Bu ülke,bir şeylere isyan etmek için,duyar için illa ölümü beklediğinden kesin çıkar o çatlak sesler.Ortada neresinden baksan bir katliam girişimi, bir örtbas ve hukuk çürüğü var.12 yıldır zaten suskunluk sarmalında olan halkım bu konuda da suskun...İşe futbol yanından hiç bakmıyorum bile çünkü haberi duyduğunda "ulan bari Emre Belözoğlu ölseymiş" diyen, Aziz yıldırım sıktırdı o kurşunu diyen
üniversite okumuş adamları da gördü bu gözler:) Ki kulüplerin de böyle bir olayda bile her zamanki gibi Fenerbahçeyi yalnız bırakması cabası idi. Özetle bu hikaye asla bir futbol hikayesi değil. Türkiye Cumhuriyeti hikayesidir.Bu ülkede yaşayan herkese sıkılmış bir kurşunun hikayesidir.En fanatik Galatasaraylının da şakağına girmiş bir kurşunun...Nefret narkozu ile uyuşturulmuş, aynı memleketin insanının hikayesidir.Şimdi 111.günden sesleniyorum; Faili aklanan, bulunmayan ve
halkın da sustuğu her dava, yeni davaların öncüsü, yeni ölümlerin ortağı... İlla
ölmek gerekmiyor profil fotoğraflarımızı karartmak için.
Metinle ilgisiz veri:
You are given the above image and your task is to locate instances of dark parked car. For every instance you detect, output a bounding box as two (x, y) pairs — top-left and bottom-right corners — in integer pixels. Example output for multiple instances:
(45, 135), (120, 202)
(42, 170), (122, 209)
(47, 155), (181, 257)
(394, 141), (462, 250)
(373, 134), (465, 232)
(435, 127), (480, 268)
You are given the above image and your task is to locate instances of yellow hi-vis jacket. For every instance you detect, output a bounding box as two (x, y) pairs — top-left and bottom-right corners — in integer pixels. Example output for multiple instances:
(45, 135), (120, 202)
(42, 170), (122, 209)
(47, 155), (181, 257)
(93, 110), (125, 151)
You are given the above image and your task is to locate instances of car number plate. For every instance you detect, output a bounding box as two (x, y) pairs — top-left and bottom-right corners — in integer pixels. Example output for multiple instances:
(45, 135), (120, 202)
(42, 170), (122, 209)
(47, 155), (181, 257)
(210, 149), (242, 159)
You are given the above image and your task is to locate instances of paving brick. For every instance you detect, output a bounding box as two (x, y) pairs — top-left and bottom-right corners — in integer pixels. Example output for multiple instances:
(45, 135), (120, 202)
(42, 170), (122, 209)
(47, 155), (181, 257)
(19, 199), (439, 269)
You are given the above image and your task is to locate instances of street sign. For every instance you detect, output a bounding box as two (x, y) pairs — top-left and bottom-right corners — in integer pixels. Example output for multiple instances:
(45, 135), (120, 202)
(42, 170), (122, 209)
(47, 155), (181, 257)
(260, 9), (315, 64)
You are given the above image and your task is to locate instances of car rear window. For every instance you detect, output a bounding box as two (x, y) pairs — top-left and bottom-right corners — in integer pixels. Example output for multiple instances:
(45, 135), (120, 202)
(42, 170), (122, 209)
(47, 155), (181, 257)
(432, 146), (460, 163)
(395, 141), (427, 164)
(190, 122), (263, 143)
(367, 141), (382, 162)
Madencilerin olmayan
hakları için günlük yaşamda direnmezken, öldükten sonra isyan etmek. Tecavüzden
yargılananların serbest bırakılmışlıklarına çıt çıkarmazken, Özgecan’ın ölümünden
sonra siyah t-shirt giymek. Hatay patlamasının sorumluları 3 yıldır hala
bulunmadı diye hiç bir platformda haykırmıyor iken, Suruç’tan sonra profil fotosu
karartmak…Artık komikten öte değil...Susulan her acının devamı daha da büyüyerek geldi. Gelmeye devam edecek.Sustukça, acı ayırdıkça, ölmeye ve 3 gün sonra düzelmeye programlandığın üzüntüleri yaşamaya devam edeceksin halkım.Susma.